Obama recounted the experience of one of the dozens of those wounded, Allie Young, 19, who was saved by her best friend Stephanie Davies, 21.
He said when the gunman walked in and threw the teargas canisters near the two young women, Young stood up and was immediately shot in the neck and "immediately started spurting blood."
Davies dropped down and pulled her out of the aisle and placed her finger on the wound, staying with her friend despite Young telling her she needed to run, Obama said.
Davies "refused to go," the president said, and dialed 911 with her other hand. After police arrived, Davies helped carry Young to an ambulance.
"Because of Stephanie's timely actions, I just had a conversation with Allie and she's going to be fine," Obama said.
"I don't know how many people of any age would have the presence of mind to do what Stephanie did."
The two friends, Obama said, "represent the best in us."
Obama later headed off later for a campaign event in San Francisco.
Meanwhile, the Aurora police chief said accused theater gunman James Holmes was acting alone when he plotted and carried out his shooting spree.
Chief Daniel Oates denied media reports detectives were seeking a second person of interest in their investigation into the slayings of a dozen people at an Aurora movie theater during a midnight showing of the new Batman film.
"All the evidence we have, every single indicator, is that ... this is all Mr.
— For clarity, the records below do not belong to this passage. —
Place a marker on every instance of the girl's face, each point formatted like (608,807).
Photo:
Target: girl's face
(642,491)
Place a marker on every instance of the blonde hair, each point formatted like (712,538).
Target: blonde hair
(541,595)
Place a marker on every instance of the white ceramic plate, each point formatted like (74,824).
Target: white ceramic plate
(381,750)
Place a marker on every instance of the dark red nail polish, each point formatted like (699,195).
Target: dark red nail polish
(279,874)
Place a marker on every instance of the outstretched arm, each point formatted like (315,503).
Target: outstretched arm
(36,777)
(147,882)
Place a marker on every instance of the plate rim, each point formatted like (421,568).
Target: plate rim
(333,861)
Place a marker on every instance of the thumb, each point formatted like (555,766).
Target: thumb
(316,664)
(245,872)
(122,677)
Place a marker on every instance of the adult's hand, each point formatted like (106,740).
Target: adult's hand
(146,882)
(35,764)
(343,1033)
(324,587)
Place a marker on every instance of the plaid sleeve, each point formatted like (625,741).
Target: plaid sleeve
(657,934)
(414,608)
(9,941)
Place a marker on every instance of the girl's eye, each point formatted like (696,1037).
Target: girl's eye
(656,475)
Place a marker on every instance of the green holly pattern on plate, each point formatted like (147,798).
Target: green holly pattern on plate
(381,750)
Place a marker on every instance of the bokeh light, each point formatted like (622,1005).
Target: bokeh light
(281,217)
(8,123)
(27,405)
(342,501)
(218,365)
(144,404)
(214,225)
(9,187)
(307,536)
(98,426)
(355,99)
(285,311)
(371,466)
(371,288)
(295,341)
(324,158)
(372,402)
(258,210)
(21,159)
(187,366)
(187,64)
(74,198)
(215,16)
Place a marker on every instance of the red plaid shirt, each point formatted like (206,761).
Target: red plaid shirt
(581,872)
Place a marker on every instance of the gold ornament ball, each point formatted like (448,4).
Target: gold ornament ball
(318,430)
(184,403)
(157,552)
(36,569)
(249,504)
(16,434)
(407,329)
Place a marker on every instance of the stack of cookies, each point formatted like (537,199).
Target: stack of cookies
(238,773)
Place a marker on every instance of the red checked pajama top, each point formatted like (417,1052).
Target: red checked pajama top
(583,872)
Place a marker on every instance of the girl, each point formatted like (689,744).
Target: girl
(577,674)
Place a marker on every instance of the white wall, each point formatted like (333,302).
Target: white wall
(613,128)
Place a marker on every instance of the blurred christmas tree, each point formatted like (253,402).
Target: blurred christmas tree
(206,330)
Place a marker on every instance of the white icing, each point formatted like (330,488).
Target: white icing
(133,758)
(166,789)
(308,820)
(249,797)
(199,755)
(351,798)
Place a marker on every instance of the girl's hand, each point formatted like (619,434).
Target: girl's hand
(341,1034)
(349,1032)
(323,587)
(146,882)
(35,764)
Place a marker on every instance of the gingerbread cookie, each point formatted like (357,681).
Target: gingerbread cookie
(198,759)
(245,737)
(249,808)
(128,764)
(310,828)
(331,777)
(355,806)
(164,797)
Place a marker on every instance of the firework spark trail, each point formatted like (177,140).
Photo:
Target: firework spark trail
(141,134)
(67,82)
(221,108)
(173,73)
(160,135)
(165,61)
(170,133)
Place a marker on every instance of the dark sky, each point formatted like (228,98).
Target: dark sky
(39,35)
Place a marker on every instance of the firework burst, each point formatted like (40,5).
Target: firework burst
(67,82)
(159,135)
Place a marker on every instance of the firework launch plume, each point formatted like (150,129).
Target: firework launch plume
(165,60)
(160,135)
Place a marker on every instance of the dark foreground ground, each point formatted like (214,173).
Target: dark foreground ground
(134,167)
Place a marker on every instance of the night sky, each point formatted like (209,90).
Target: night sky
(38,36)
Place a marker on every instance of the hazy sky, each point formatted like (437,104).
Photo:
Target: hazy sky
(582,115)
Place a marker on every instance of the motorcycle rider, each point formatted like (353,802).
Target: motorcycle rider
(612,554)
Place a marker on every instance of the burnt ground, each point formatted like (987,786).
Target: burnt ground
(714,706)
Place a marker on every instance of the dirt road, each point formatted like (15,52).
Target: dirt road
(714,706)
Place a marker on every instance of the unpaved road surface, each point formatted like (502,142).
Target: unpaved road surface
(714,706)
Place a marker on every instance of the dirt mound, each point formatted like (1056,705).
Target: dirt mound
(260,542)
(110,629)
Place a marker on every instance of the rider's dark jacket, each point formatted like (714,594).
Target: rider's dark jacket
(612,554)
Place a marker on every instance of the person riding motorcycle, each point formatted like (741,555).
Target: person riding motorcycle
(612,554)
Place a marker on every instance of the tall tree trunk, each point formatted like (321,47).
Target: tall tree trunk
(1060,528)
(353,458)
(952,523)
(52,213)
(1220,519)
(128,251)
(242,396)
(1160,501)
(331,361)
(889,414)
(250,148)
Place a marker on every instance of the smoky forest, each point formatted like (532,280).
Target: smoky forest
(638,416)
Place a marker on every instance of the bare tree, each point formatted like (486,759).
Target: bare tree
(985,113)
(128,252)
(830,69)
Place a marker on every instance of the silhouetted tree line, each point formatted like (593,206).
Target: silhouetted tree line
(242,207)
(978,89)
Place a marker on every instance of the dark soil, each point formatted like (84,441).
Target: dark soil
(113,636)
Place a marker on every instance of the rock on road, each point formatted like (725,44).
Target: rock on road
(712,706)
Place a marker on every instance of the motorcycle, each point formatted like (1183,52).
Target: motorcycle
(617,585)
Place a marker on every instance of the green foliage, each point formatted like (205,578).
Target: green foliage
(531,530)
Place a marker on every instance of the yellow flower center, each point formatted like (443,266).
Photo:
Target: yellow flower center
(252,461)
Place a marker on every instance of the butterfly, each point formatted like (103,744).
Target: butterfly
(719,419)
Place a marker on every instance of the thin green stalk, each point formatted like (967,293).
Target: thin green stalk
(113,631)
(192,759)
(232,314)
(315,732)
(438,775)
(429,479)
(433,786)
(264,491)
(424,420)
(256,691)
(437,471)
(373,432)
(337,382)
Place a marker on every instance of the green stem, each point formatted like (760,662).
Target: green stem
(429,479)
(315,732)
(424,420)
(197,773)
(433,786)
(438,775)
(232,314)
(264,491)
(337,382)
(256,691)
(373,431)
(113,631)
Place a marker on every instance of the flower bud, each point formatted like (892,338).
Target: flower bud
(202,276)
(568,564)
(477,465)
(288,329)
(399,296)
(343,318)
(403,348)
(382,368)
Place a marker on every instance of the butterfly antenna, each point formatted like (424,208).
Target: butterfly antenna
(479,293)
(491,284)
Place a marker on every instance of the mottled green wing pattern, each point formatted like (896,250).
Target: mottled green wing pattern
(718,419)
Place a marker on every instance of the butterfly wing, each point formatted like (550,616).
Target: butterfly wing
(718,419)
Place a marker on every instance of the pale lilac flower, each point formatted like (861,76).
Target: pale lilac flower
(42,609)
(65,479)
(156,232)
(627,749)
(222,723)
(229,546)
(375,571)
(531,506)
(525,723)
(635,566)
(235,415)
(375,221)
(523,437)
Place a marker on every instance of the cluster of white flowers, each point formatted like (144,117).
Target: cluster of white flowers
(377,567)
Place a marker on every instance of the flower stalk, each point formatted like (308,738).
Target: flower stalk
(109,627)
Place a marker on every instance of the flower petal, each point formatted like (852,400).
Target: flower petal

Holmes' activity and that he wasn't particularly aided by anyone else," Oates said on CBS' "Face the Nation."
"We're building a case to show that this was a deliberative process by a very intelligent man who wanted to do this."
Aurora police and federal agents continued searching the one-time grad student's small apartment for evidence. Investigators were able to enter only after a bomb squad cleared the residence of multiple booby traps.
Oates said Saturday Holmes had been purchasing ammunition and explosives to booby-trap his apartment for almost four months. "What we're seeing here is evidence of, I think, some calculation and deliberation," he told reporters.
Holmes, 24, spent Sunday in the Aurora jail awaiting his initial court appearance Monday.
Holmes' alleged motive in the slayings remained unclear.
A video has surfaced in which Holmes discusses his interest in a neuroscience phenomenon related to time, ABC News said Sunday.
ABC said the video it had obtained was recorded six years ago at a college science camp in his native San Diego and features an 18-year-old Holmes talking about research into "temporal illusion."
"Over the course of the summer I've been working with a temporal illusion," Holmes says in the video. "It's an illusion that allows you to change the past."
Holmes apparently did not get into much detail on temporal illusions, which are related to the perception of time.
He did, however, say he had a mentor who was also interested in the topic. "He also studies subjective experience which is what takes places inside the mind as opposed to the external world," he said. "I've carried on his work in dealing with subjective experience."